2. Price per Square Meter
Older, well-located, and properly maintained buildings frequently offer far better value than brand new projects. A large (100+ square meters) property can often be had for less than a much smaller unit in a new development.
3. Facilities and Project’s Area
How many swimming pools are there and how big are they?
Is there a fitness center, and does it seem to have enough capacity for 10 to 20 people to use it at the same time? A big lobby, saunas, a library, a playground, tennis courts, a garden and other similar facilities?
Are there any laundromats, food shops, or convenience stores inside the project or close to the project?
Is there a shuttle bus or a van to drive you to the BTS or MRT, airport link, the closest shopping mall or the main road?
Are there key cards that can access the main entrance of the building and can be used only for a certain floor? Is the lighting around the project sufficient? Is CCTV around the project sufficient?
Is there a 24-hour security service and no fewer than five security staff per shift in a medium-sized building? Are the walls surrounding the project high and stable enough for proper security?
5. Room Layout
The most useful and functional room layout should be square or rectangular in shape. It should not be a half circle, triangle, trapezium, or other shapes.
There should be at least a small balcony for drying clothes and putting out some small flower pots.
The kitchen should be far enough away from the bedrooms to avoid ants, cockroaches, and other insects, as well as food odor coming into the bedroom.
Are there enough sockets available for each room, and are they located in functional areas?
6. Car Parking
There should be no less than 40 percent car parking spaces for the total units of the project, or at the very least one fixed car space for units 60 square meters or larger. Fixed car spaces are normally included as part of the purchase price and as part of a unit’s area.

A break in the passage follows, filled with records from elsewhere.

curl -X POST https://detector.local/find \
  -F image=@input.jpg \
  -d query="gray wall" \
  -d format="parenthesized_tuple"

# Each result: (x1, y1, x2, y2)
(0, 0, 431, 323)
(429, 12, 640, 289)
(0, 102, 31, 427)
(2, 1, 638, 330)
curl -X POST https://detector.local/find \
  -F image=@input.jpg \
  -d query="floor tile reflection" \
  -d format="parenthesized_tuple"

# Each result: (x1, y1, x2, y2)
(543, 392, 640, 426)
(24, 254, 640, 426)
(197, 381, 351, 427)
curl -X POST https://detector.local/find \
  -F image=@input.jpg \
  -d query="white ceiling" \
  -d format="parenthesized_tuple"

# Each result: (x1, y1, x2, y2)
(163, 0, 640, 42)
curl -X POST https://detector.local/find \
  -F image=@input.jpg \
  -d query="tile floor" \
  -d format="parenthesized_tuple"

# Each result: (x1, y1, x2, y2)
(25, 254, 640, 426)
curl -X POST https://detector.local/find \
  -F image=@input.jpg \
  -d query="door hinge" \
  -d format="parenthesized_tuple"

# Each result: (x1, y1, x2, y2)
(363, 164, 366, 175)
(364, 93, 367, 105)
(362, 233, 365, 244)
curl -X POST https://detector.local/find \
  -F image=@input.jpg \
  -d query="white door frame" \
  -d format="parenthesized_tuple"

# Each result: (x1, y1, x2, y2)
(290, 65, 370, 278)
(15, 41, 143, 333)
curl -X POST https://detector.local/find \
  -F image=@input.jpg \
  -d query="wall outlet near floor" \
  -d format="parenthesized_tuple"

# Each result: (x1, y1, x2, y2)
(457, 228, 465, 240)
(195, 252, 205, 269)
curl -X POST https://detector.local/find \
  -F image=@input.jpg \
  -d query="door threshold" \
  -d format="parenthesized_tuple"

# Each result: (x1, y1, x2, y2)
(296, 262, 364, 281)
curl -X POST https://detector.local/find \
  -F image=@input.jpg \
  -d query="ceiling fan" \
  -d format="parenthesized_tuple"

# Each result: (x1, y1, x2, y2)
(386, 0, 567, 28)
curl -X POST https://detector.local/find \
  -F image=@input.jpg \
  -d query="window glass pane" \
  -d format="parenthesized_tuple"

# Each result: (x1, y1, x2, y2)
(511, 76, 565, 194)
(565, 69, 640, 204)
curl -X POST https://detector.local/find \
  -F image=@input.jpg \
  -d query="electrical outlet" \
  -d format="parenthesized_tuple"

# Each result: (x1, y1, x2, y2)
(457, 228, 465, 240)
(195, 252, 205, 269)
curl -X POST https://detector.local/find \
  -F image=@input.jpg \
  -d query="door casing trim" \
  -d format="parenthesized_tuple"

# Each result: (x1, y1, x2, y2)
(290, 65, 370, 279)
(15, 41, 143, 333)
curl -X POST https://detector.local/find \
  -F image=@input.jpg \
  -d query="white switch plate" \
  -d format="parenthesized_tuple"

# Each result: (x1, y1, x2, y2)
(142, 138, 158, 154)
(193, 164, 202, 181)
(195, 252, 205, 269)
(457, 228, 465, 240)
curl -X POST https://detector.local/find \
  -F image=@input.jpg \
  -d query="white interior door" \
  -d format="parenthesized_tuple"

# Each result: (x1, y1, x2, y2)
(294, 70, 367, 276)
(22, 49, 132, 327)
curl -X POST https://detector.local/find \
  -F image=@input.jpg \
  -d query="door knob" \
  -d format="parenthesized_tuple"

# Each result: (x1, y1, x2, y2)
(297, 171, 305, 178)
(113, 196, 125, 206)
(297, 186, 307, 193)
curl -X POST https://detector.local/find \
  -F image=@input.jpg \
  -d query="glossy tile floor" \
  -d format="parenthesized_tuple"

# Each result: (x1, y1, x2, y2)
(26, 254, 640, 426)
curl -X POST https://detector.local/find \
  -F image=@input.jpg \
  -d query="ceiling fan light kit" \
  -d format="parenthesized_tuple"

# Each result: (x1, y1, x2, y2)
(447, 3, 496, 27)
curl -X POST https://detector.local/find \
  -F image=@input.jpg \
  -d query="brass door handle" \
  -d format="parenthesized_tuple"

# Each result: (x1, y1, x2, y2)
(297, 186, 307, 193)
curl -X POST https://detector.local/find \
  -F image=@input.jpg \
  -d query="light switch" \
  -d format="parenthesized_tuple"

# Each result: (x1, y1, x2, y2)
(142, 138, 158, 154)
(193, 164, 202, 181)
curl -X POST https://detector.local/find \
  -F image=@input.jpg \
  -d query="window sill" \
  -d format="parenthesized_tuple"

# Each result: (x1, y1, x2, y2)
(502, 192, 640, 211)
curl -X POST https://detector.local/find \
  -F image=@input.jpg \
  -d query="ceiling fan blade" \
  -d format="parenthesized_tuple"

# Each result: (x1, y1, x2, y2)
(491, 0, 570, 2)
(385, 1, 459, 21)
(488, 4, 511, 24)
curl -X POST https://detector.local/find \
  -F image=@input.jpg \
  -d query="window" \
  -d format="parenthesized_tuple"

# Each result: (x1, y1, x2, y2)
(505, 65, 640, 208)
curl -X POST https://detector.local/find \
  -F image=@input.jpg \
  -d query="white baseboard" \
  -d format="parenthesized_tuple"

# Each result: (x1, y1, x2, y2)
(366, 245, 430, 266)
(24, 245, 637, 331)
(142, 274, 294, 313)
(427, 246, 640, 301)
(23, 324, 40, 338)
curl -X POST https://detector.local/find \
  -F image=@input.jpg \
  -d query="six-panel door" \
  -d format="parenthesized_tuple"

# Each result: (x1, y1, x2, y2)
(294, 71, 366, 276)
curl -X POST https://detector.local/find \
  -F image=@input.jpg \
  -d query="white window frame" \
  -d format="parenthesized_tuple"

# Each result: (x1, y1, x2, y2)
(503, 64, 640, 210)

The distance from your unit to the closest land should not be less than 30 meters. If the view from your room is right next to the river or klong (canal) or main road, you can be assured that there will be space enough from your project to any other project that may be constructed sometime in the future.
You should avoid units with direct sunlight in the morning or afternoon. These units can be hot and lead to high electricity bills.
8. Height of Floor
Usually, the price of the units on the higher floors will be higher than the units on the lower floors. If your intention is to rent units out, it is not necessary for you
to purchase units on the high floors, although they may command a slightly higher rent.
9. Reputation of the Developer
This is very important if you are going to purchase an off-plan project. You should be confident the developer is reliable and reasonably sure they will be able to complete the project in time, or certainly with no more than a one-year delay. In the event that they do delay the work, you should ensure there is an appropriate penalty in any Sale and Purchase Agreement.
Do a proper check of the background of the developer and investigate the quality of their previous projects and the feedback from their previous customers.
10. Common Area Fee
The average common area fee in Bangkok is around THB 25–120 per square meter per month, and it depends on many factors, including the building facilities, the security of the building, the competence of the condominium juristic person staff, and the area of the project.
11. Condominium’s Juristic Person
Do they have any English-speaking staff? Are they professional, competent, and helpful?
12. Average Rent in Nearby Area of Comparable Quality and Standard
This is quite important if you are going to rent the property. You must know the average monthly rent in the same area. Is it worth it for your investment?
It may well be worth paying an agency to find a tenant, or for this agency to collect the rent from any tenant or to assist you in the resolution of any problems.
Please also be aware that housing and construction taxes will apply in the case of apartment renting. At present, these taxes are 12.5 percent of the total rent per year paid to the local government authorities.
13. Quality of Materials Inside the Unit, and Construction, Fittings, and Furniture
This is quite important if you are going to use the property as your main residence in Thailand. However, up to an extent it is obviously a matter of personal taste.
Good luck with your investment in real estate in Thailand!